Bölgede karşılaştığım bir diğer sorun da adayların önüne geçmek isteyen "yatırımcılar" sorunu ki bu da başka bir problem olarak karşımızda duruyor. "Yatırımcılar"dan kastım, "Ola ki 24 Haziran'da 7 Haziran 2015 seçimleri gibi bir durumla karşılaşırız da erken seçim falan olur ve bu kez beni aday gösterirler" gayesiyle mevcut adaylarla yarışan kimileri var.

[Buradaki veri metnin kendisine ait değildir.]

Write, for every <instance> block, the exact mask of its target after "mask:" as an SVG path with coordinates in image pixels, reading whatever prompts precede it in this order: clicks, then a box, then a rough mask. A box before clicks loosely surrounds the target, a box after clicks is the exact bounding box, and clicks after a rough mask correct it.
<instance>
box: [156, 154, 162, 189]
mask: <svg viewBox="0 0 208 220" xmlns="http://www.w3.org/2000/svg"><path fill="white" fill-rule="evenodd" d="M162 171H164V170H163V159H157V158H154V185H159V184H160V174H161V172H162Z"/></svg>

Bunlara ilaveten bir de Mart 2019 seçimleri için şimdiden dedikodu yapmaya başlayanlar var ki illallah! Bunların oy kaybettirmekten başka hiçbir işe yaradıkları yok. Kendilerini Belediye Başkan adayı olarak takdim edenler bambaşka bir sorun. Vatandaşın sorusuna cevaben, bunun doğru olma ihtimalinin sıfır olduğunu söylesem de "adaya!" inananların sayısı oldukça fazla ve bu durumun bugünden fitneye yol açtığını belirtmek isterim.

Şimdiden 2019 Belediye Başkanlıkları seçimleri için kendisini "kesin aday" olarak takdim edenlerin 24 Haziran seçimlerinde Ak Parti'ye zarardan başka bir şey kazandırmayacağını tahmin etmek zor olmasa gerek.

Bu ziyaretlerimizde kimilerinin oturdukları yerde, "Vali'yi gönderirim, kaymakamı görevden alırım, belediye başkanını değiştiririm, şu müdürü asarım, bu müdürü sürerimu2026" diyerek partilileri ürküttüklerini gözlemledik. İlgililer saydığım bu 3 hususu göz ardı etmemelidirler.

Vatandaşın dikkatinden kaçmayan ve AK Parti'nin dikkat etmesi gereken başka bir sorun var:

Teşkilatlar geçmişte olduğu gibi köy ziyaretleri yerine kapalı salonlarda birbirini ağırlamayı tercih ediyor. Tamam, iftar için meteorolojik durum da göz önünde bulundurulunca kapalı mekan tercih edilebilir, lakin bütün ziyaretler için, hele hele ilçe ve köy ziyaretleri için ve üstelik gidilen köy de sınırlı sayıda olunca açık hava daha yararlı görülüyor.

Bu meseleye devam edeceğiz, lakin yarın Cumhurbaşkanımız Sayın Recep Tayyip Erdoğan Diyarbakır'da olacak. 17 Mart 2018'de gerçekleşen İl Başkanlığı kongresinde yüz bini aşkın insanın katıldığı miting gibi programlar çıtayı çok yüksekte tuttu. Diyarbakır her zaman Sayın Erdoğan'a büyük muhabbet beslemiştir, yarın da alanda bunun o muhabbete uygun olacağını düşünüyorum. Çünkü Diyarbakır aday adaylarından da adaylardan da bizden de büyüktür, azizdir, mübarektir.